O Som do Coração


O som do coração

 

          Quando você vive muito tempo ao lado de alguém, quando você convive por muitos anos numa mesma frequência e sintonia, algumas marcas vão se concretizando. São manias, gestos, até as piadas tornam-se repetidas; mas quando você ama essas pessoas, elas sempre encontrarão graça.

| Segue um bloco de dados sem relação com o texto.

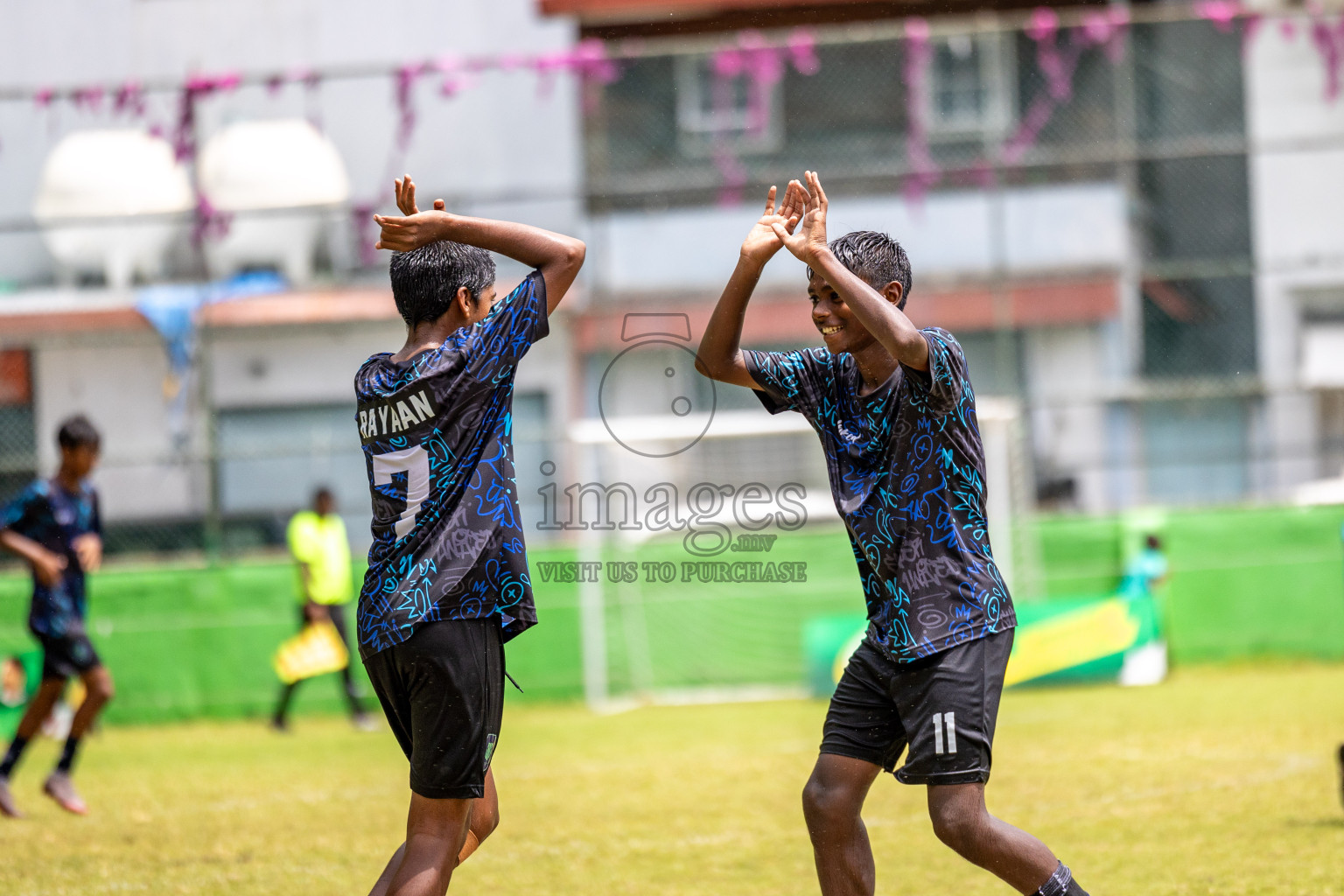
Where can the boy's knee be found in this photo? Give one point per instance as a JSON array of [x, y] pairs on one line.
[[484, 821], [957, 825], [822, 802], [100, 687]]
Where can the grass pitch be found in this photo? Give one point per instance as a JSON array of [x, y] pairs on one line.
[[1218, 782]]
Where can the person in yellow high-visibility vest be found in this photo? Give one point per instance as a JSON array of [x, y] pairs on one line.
[[318, 546]]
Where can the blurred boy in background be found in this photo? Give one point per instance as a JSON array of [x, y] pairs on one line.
[[895, 413], [318, 546], [54, 526]]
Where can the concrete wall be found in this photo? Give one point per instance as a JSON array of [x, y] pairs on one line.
[[498, 148], [1298, 207], [949, 234]]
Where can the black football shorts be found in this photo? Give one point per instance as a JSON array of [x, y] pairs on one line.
[[443, 690], [67, 655], [941, 707]]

          Essa afinidade construída ao longo dos anos cria um vínculo forte e as vezes difícil de se quebrar. Lugares, cheiros, músicas, possuem o poder de transportar por outros cantos bem distintos, regados de lembranças e saudade. Tenho certeza de que se você fechar os olhos e se concentrar, poderá ouvir nitidamente a voz da sua mãe por exemplo, ou de alguém muito especial para você. Alguém que fez e sempre fará parte da tua história, viva, mesmo que já tenha partido. Essas memorias se fixam e nos alimentam em dias ruins, quando a saudade teima em fazer morada.

          A saudade é um lapso no tempo, querendo voltar, formada de pedaços de sentimentos. Um espaço ausente, de algo tão vivente, que parece não ter começo, nem fim.

          Tenho uma memória muito aguçada, consigo lembrar de coisas de quando nem sabia falar. Das lembranças que mais me orgulho são as que me fazem até hoje ter um laço afetivo maior. Nelas estão músicas e sons.

          Meu pai sempre gostou muito de música, das maiores lembranças da minha infância, estamos dançando; eu sob os seus pés. Consigo lembrar nitidamente do cheiro da sua colônia, das voltas que me dava, ao som de Agepê. Nessa imagem viva, estou sorrindo agarrada as suas pernas, gostando de tudo aquilo. Nós rimos muito. Até eu escorregar e cair ao chão.

          Muitos momentos como esses estão presentes na minha história, aprendi todas as músicas de seu repertorio particular. Se fecho os olhos e as ouço consigo lembrar do toca fitas dentro do carro, e Ivan Lins a tocar. Papai sempre teve bom gosto musical e isso repercutiu muito em minha vida. Sempre gostou de cantar, e cantarolava sempre ao fazer a barba aos domingos logo cedo, ouvindo “O Bom Dia Saudade” no rádio. Quando me dava conta estava cantando junto a ela. E foi assim que tomei gosto por cantar.

          Não, eu não sou uma cantora. Digamos que no máximo eu me divirta no karaokê; mas minha voz não é lá das piores (acho até que já fui melhor!), já arrisquei brincar disso, na igreja, no coral, numa banda de adolescentes, nada profissional. Fato é que tenho uma relação com a música em várias fases da minha vida, que me fazem ter lembranças afáveis. Como por exemplo “Forró das Antigas”. A voz de Batista Lima é uma viagem na minha adolescência. Músicas internacionais meus primeiros amores, e “Sandy e Jr”, o meu grande amor.

          Sandy e Jr, se tornou um som que toca direto ao coração. Lembro-me de quando tive minha filha, eu cantando para ela, enquanto mamava. Ela nem falava, mas acompanhava o som com grunhidos ao ritmo. Arrisco dizer que a primeira música que ela cantou foi “Imortal.” Criamos um ciclo de amor que nos unia através da música. E cantávamos os três. Pai, mãe e filha. Não conto quantas vezes estou cantando e tenho a nítida sensação de estou sendo acompanhada pela segunda voz que me acompanhou por tantos anos. Eu o escuto, sempre. Todas às vezes, que canto.

          Essa é a memoria mais viva das músicas que ouço, e não são poucas. Quase todas as músicas têm sua voz. É uma marca, um timbre, um retrato de um tempo vivido cheio de esperanças e amor, hoje partilhado com a nossa filha. Já fomos dupla, depois trio, e agora dupla novamente. Mas, sei que a vida me conduz a ser solo.

          Das memorias que o coração guarda, as minhas estão cheias de sentimentos e verdade. Não tenho como apagar.

          De tudo que já vivemos levamos as lembranças, que eu prefiro preservar com resiliência e afeto. As coisas são como devem ser.

Sou tão grata por ter vivido tantas histórias bonitas embaladas em boas músicas, cantadas ao som do coração. Não tenho do que reclamar. Se a vida me permitir outro encanto, outro canto, nova música, em outro lugar. Escreverei mais um capítulo bonito, com novas música e sons.